The Wall Street Journal has a story out today about a study published in the journal Science that claims all modern languages evolved out of the same proto-language—the linguistic version of Out-of-Africa. Meanwhile, the BBC is reporting on a paper published in Nature which suggests features that are shared between languages actually evolved independently, rather than being concepts coded into our brains by biology.

I'm not sure whether these two sets of results can be easily compared to one another. The studies were aimed at answering very different questions, so you can't just line one up against the other. Depending on your point of view, these results may be contradictory ... but that's not necessarily the case. What I do think is interesting about these two studies is the fact that both are based on research methodologies and theories that were born in the fields of evolutionary biology and genetic anthropology. For instance, the Wall Street Journal article says:

His research is based on phonemes, distinct units of sound such as vowels, consonants and tones, and an idea borrowed from population genetics known as "the founder effect." That principle holds that when a very small number of individuals break off from a larger population, there is a gradual loss of genetic variation and complexity in the breakaway group. Dr. Atkinson figured that if a similar founder effect could be discerned in phonemes, it would support the idea that modern verbal communication originated on that continent and only then expanded elsewhere.

And in the BBC story:

Lead author Michael Dunn, an evolutionary linguist at the Max Planck Institute for Psycholinguistics in the Netherlands, said the approach is akin to the study of pea plants by Gregor Mendel, which ultimately led to the idea of heritability of traits. Modern phylogenetics studies look at variations in animals that are known to be related, and from those can work out when specific structures evolved. For their [linguistic] studies, the team studied the characteristics of word order in four language families: Indo-European, Uto-Aztec, Bantu and Austronesian.

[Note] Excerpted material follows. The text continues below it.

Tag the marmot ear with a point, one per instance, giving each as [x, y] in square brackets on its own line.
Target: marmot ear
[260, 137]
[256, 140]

I'm curious how widespread this interdisciplinary approach is within linguistics, and whether most linguists think it's a reasonable way to study language evolution. I would think, at the very least, that you have to make some adjustments. After all, as the Wall Street Journal article points out, the forces that shape biological evolution work differently from those that shape cultural evolution.

Dr. Atkinson's approach has its limits. Genes change slowly, over many generations, while the diversity of phonemes amid a population group can change rapidly as language evolves. While distance from Africa can explain as much as 85% of the genetic diversity of populations, a similar distance measurement can explain only 19% of the variation in phonemic diversity. Dr. Atkinson said the measure is still statistically significant.